The prevalence of asthma with each of these variables was identified as a confounder if the association was at p < 0.05. The relationships between the demographic variables associated with the grandparents and each of the four outcomes is shown in Supplementary Tables S2A–D.

Results

Exposures to the maternal grandmothers

Maternal grandmothers are represented twice in the Family Tree (Figure 1): in generation F0, MGMM is the maternal grandmother of the study mother (M) in generation F2; and in generation F1, MGM is the maternal grandmother of the study child (generation F3). Unadjusted and adjusted associations between the four environmental exposures to the maternal grandmother and asthma in her grandchild are shown in Table 3. For F3 asthma at 7 years there were unadjusted associations at p < 0.05 for three of the four environmental exposures, including the two measures of stress in childhood measured by death of mother and father. On adjustment, only the exposure to the death of the mother retained significance: [AOR 1.46; 95%CI 1.01, 2.11]. No such associations were found for the F3 asthma at 22 years measure or the F2 measures.

TABLE 3

TABLE 3. The associations between the exposures to the maternal grandmothers and asthma in the grandchildren, where Model A comprises all the confounders, and Model B comprises all confounders together with the exposures. Associations at p < 0.05 are in bold.

Exposures to the maternal grandfathers

Maternal grandfathers are represented twice in the Family Tree (Figure 1): MGMF in generation F0 is the maternal grandfather of the study mother (M) in generation F2; and MGF in generation F1 is the maternal grandfather of the study child in generation F3. Unadjusted and adjusted associations between the four environmental exposures to the maternal grandfather and asthma in his grandchild are shown in Table 4. For F3 grandchildren there was only one unadjusted association at p < 0.05 for an association between death of MGF’s mother during his childhood and his grandchild’s asthma at age 7: [OR 1.37 (95%CI 1.04, 1.80)]; upon adjustment the OR hardly changed although the confidence interval was wider because of smaller numbers [AOR 1.30 (95% CI 0.90,1.87)].

TABLE 4

TABLE 4. The associations between the exposures to the maternal grandfathers and asthma in the grandchildren, where Model A comprises all the confounders, and Model B comprises all confounders together with all the exposures. Associations at p < 0.05 are in bold.

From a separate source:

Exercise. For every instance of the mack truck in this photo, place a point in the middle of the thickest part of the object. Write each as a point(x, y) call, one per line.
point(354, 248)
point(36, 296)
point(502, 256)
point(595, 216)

Exposures to the paternal grandmothers

Paternal grandmothers are represented on three occasions in the Family Tree (Figure 1): MGFM in the F0 generation is the paternal grandmother of the study mother (M) in F2; similarly, PGFM in F0 is the paternal grandmother of the study father (F) in F2; and PGM in the F1 generation is the paternal grandmother of the study child in F3.

Unadjusted and adjusted associations at p < 0.05 were found between asthma of the F3 grandchild and PGM’s death of the father during her childhood, her smoking in adolescence and smoking in pregnancy. There were no such associations when these grandchildren were aged 22. (Table 5). However, the F2 males (i.e., grandsons of their PGMs) showed an increase in asthma prevalence when their paternal grandmother had smoked in adolescence [AOR = 2.64 (95%CI 1.26, 5.54)].

TABLE 5

TABLE 5. The associations between the exposures to the paternal grandmothers and asthma in the grandchildren, where Model A comprises all the confounders, and Model B comprises all confounders together with all the exposures. Associations at p < 0.05 are in bold.

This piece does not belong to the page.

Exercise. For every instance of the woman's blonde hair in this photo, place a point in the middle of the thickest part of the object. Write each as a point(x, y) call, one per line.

Exposures to the paternal grandfathers

As with other grandparents, the paternal grandfathers are represented three times in the Family Tree (Figure 1): MGFF in generation F0 is the paternal grandfather of the study mother (M) in generation F2, PGFF in generation F0 is the paternal grandfather of the study father (F) in generation F2 and PGF in generation F1 is the paternal grandfather of the study child in generation F3. There were no unadjusted or adjusted associations at p < 0.05 between the environmental exposures to the paternal grandfathers and increased risk of asthma in their grandchildren. (Table 6).

TABLE 6

TABLE 6. The associations between the exposures to the paternal grandfathers and asthma in the grandchildren, where Model A comprises all the confounders, and Model B comprises all confounders together with the exposures.

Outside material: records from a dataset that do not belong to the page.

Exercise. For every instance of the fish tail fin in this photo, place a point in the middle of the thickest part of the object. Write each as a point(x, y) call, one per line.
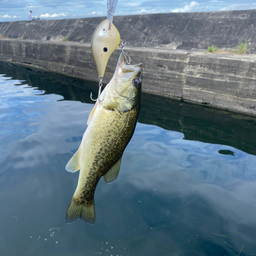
point(85, 212)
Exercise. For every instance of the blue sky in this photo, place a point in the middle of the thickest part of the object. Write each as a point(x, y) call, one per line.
point(13, 10)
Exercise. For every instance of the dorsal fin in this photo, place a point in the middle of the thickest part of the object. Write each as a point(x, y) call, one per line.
point(112, 174)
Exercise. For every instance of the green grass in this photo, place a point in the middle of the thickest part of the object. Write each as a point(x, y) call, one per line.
point(213, 48)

Differences in goodness of fit

In each of Tables 3, Tables 4, Tables 5, Tables 6 the % changes in GoF are given when an environmental exposure is added to Model A for those sets of analyses where confounders were appropriate. However, this was not a judgement that could be made if there were no variables in Model A. Among the analyses where model A had a GoF >0, the analysis of Model B resulted in increases of at least 200% in six instances: one each for MGM, MGF and PGF, but three for PGM where the addition of all four exposures resulted in increases in GoF of 392% for the F3 grandchildren at age 7; for the F2 male grandchildren it was 701%, and for the F2 female grandchildren it was 525%.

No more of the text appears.